With the ever-changing technology landscape, evolving newer privacy regulations—including a proposed Data Protection Bill in India—and demanding customer contractual privacy obligations, privacy skills are the need of the hour. Newer privacy laws and regulations require organisations to implement privacy by design and by default into the business, IT systems, networks and applications.
These factors create plenty of opportunities for many professions such as privacy, information and cybersecurity, risk, legal and regulatory compliance and IT. Implementing a privacy program requires privacy professionals to work with business teams including support functions, software developers, system and network engineers, application and database administrators, and project managers to build data privacy and protection measures into new and existing business and technology environments.
Privacy professionals are often classified into groups including:
- Legal / compliance: those who have a knowledge of the laws and regulations around privacy with which an enterprise must comply
- Technical: people with an expertise in the technology that can achieve privacy objectives
- Techno-legal: those who are competent in both technical and legal aspects with respect to privacy
Currently, the industry is understaffed in technical privacy roles, and the demand for privacy professionals is only expected to increase over the next year. According to ISACA’s recent Privacy in Practice 2022 survey report, 63 per cent of global respondents anticipate increased demand for legal/compliance roles and 72 per cent expect more demand for technical privacy roles.
The survey also found that global respondents cite the top skills gaps in candidates as experience with different technologies and/or applications (65 per cent), understanding the laws and regulations to which an enterprise is subject (50 per cent), experience with frameworks and/or controls (50 per cent) and lack of technical experience (46 per cent).

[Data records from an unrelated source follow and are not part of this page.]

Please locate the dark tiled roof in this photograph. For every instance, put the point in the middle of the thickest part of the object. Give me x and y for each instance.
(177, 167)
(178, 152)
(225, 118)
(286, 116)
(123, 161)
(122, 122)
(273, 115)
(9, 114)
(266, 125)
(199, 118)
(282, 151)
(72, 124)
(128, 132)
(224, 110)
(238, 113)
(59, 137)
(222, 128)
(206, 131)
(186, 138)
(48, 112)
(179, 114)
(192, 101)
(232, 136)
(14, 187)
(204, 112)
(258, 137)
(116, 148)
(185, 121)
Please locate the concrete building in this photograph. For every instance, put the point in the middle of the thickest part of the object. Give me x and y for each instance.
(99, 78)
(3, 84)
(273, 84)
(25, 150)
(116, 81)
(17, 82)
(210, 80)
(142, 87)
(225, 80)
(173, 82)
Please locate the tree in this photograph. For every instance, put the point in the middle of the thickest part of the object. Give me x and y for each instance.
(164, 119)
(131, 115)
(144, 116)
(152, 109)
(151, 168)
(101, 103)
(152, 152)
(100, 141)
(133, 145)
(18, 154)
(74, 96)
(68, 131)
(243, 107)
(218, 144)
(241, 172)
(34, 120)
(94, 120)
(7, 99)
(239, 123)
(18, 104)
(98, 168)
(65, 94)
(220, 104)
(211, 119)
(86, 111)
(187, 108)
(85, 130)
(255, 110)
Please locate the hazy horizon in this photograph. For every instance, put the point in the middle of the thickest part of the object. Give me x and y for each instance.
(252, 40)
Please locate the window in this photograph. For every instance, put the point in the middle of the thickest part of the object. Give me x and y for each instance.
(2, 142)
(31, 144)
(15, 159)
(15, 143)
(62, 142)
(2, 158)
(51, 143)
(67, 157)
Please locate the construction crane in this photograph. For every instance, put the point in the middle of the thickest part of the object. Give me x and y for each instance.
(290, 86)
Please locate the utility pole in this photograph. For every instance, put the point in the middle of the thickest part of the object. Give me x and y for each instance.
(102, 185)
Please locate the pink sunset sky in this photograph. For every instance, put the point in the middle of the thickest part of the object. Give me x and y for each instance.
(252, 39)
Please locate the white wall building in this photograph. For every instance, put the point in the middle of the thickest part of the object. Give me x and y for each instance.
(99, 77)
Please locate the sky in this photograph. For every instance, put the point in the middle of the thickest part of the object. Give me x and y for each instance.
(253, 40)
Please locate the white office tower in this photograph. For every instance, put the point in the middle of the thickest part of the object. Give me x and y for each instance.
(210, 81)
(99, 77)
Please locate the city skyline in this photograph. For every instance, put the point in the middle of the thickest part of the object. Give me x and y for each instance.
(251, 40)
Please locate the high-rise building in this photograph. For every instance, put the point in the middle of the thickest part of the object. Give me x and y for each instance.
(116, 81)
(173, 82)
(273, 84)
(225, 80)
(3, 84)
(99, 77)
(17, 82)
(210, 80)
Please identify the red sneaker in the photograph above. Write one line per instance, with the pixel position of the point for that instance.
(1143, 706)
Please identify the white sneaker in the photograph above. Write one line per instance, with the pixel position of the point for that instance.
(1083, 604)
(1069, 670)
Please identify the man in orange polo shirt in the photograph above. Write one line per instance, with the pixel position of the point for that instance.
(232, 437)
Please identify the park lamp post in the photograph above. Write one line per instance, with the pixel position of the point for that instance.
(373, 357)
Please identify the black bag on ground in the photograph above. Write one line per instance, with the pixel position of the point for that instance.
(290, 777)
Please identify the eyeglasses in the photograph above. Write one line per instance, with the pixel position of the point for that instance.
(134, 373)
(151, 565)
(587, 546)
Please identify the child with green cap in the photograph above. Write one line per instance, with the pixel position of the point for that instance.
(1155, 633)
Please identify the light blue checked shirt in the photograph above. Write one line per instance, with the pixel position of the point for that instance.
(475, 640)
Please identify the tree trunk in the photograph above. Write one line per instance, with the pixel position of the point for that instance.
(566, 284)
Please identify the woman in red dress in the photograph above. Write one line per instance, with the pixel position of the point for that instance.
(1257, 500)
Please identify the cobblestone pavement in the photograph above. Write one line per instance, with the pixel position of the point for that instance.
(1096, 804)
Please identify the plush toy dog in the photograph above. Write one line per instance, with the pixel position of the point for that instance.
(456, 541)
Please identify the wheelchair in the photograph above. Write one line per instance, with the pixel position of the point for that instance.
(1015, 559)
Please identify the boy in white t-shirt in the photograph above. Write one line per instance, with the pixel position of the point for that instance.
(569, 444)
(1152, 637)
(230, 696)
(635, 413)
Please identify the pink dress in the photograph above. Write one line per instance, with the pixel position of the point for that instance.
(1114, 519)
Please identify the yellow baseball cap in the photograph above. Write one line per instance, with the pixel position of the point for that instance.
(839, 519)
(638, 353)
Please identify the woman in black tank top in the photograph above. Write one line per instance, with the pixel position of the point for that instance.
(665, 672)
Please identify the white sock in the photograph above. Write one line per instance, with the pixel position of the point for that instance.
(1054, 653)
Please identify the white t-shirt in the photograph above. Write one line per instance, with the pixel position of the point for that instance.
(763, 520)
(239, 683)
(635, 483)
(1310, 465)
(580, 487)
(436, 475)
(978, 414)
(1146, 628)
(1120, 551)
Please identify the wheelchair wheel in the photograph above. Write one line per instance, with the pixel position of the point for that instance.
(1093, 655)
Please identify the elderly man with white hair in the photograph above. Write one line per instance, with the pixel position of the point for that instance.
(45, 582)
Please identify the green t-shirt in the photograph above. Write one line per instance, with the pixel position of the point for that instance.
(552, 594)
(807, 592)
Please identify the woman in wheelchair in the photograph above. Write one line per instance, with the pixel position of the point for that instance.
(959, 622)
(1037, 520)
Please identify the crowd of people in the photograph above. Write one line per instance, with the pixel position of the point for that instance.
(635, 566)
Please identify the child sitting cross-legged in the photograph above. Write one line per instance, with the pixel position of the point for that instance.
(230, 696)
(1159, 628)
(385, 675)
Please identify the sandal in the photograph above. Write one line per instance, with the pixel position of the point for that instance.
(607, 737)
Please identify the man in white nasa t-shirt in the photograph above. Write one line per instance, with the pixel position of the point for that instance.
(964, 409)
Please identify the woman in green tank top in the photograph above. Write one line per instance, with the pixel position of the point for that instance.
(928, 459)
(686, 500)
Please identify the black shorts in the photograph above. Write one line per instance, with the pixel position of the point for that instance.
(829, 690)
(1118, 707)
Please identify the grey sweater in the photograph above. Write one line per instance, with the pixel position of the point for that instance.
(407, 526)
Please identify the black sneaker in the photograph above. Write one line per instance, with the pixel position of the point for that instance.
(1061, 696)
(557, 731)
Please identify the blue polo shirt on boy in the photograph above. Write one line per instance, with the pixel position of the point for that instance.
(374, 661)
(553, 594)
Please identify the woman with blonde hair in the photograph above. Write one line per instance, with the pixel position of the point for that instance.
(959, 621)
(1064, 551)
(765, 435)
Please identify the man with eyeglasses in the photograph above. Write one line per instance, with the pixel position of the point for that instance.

Along these lines, it is important for those pursuing a technical privacy career to develop skills in implementing privacy by design and privacy by default, as well as in privacy induction, training and awareness; doing privacy impact assessments and privacy risk assessments; conducting privacy internal and supplier audits; and addressing privacy breaches and managing incidents. Privacy professionals should also be able to correctly interpret privacy rules, laws, and regulations into technical requirements. Additionally, skills in information and cybersecurity, as well as soft skills such as communication and leadership are important.